Member of the Oklahoma House of Representatives from the 1st district
- In office January 2011 – July 4, 2011
- Preceded by: Dennis Bailey
- Succeeded by: Curtis McDaniel

Personal details
- Born: September 25, 1953 Redland, Oklahoma, U.S.
- Died: July 4, 2011 (aged 57) Paris, Texas, U.S.
- Party: Republican
- Children: Stephanie Farley, Alan Farley, Bethany Farley
- Occupation: Management
- Profession: Manager, wholesale plumbing supply house

= Rusty Farley =

American politician

Russell Elmer Farley (September 25, 1953 – July 4, 2011) was a Republican politician from Oklahoma. Farley was the Representative for District 1 in the Oklahoma House of Representatives. House District 1 encompasses all but the far northwestern corner of McCurtain County (the only county in the district), located in the southeastern corner of the state.

==Political History==
An 18-year member of the Haworth school board, Farley was unsuccessful in his 2008 bid for the seat, losing to Dennis Bailey.
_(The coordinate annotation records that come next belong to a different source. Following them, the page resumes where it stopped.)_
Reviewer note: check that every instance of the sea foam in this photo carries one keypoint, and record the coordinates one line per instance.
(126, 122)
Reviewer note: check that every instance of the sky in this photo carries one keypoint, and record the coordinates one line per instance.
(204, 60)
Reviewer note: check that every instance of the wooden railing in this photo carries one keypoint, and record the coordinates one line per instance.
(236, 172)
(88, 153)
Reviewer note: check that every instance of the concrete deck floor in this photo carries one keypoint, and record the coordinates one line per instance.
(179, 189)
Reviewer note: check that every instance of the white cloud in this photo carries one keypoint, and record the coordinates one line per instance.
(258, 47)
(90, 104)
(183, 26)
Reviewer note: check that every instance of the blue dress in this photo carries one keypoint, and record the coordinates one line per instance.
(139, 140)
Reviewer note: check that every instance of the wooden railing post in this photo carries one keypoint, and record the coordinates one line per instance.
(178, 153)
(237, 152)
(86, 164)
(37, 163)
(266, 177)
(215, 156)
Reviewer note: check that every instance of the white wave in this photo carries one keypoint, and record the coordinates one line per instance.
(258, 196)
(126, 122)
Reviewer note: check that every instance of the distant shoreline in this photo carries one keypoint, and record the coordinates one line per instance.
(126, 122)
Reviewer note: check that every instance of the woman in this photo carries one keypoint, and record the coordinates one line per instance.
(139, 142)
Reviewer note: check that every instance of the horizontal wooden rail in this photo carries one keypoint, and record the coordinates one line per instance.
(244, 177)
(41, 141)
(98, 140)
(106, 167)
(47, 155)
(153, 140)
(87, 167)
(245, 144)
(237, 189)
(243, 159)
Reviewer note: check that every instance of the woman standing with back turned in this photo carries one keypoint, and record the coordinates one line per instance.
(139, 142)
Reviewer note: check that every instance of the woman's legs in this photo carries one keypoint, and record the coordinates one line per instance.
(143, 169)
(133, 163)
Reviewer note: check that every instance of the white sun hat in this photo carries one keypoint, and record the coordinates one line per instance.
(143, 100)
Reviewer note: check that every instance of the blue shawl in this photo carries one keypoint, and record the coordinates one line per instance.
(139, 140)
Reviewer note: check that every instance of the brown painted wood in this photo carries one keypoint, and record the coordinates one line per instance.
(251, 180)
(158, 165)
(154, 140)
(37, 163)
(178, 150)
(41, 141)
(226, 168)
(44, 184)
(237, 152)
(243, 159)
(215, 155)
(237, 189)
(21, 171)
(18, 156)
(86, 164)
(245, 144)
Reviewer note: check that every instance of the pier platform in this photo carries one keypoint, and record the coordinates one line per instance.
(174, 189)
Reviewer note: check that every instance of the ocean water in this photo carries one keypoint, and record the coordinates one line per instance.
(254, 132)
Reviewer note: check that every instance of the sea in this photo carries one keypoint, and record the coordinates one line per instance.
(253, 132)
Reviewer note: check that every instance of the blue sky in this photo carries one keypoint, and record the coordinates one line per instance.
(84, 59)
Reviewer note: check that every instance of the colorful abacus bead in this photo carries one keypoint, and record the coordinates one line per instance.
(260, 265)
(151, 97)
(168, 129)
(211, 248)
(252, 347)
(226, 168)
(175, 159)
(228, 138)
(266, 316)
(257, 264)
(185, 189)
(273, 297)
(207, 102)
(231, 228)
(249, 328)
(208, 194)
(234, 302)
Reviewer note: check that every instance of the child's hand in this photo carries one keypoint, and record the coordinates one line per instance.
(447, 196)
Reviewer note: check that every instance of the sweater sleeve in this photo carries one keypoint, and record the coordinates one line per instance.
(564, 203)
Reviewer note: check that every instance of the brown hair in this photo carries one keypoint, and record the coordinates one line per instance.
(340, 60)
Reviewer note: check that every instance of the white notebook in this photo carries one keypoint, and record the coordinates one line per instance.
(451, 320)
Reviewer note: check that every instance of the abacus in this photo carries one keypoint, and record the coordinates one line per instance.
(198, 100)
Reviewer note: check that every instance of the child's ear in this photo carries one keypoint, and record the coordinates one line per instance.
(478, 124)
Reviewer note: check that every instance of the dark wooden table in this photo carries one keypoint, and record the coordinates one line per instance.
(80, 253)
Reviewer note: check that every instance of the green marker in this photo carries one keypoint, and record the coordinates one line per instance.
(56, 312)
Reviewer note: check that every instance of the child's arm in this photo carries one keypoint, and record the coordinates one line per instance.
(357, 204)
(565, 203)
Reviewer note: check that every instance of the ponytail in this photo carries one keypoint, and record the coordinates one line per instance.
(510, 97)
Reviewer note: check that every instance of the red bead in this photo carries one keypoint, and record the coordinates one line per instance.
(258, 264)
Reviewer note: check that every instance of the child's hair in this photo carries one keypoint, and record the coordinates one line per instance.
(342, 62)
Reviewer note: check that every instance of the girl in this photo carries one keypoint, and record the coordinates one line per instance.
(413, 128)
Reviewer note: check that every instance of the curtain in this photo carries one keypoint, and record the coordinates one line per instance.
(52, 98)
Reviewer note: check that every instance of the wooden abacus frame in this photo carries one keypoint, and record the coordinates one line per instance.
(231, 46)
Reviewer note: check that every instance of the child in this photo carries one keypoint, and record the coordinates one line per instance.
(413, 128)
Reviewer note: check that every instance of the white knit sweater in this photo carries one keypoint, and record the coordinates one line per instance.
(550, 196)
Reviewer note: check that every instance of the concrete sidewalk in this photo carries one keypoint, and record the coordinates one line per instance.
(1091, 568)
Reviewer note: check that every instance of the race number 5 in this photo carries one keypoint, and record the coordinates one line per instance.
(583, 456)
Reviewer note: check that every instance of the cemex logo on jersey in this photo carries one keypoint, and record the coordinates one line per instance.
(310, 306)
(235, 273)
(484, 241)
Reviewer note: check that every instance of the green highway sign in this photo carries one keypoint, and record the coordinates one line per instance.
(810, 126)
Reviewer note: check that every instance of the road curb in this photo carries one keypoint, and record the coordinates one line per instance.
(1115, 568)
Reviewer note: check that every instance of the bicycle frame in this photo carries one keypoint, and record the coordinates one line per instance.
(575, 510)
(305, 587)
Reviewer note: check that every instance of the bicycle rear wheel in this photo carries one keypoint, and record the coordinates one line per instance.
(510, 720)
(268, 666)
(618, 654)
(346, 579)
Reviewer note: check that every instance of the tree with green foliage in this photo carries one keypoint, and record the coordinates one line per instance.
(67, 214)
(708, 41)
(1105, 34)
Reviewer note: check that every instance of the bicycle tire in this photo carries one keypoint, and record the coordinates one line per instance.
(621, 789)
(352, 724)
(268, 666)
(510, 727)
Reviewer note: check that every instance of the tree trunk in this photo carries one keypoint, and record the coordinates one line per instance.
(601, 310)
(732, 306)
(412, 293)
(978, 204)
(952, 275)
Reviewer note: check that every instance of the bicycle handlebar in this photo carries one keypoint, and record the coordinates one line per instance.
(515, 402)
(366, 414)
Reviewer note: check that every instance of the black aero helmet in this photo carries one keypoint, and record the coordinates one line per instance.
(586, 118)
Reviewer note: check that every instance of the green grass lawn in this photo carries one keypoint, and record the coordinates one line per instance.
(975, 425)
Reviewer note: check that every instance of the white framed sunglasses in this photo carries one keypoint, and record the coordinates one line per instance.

Farley ran unopposed in the 2010 primary and once again faced Bailey for the District 1 seat. Farley upset the incumbent in a District where 81 percent of the residents are registered Democrats. Even more shocking was his political financing - Farley raised a grand total of only $170 and spent only $70 on a single newspaper ad.

==Death==
Farley died on July 4, 2011, from a pulmonary embolism at a Paris, Texas, hospital. He was 57 years old.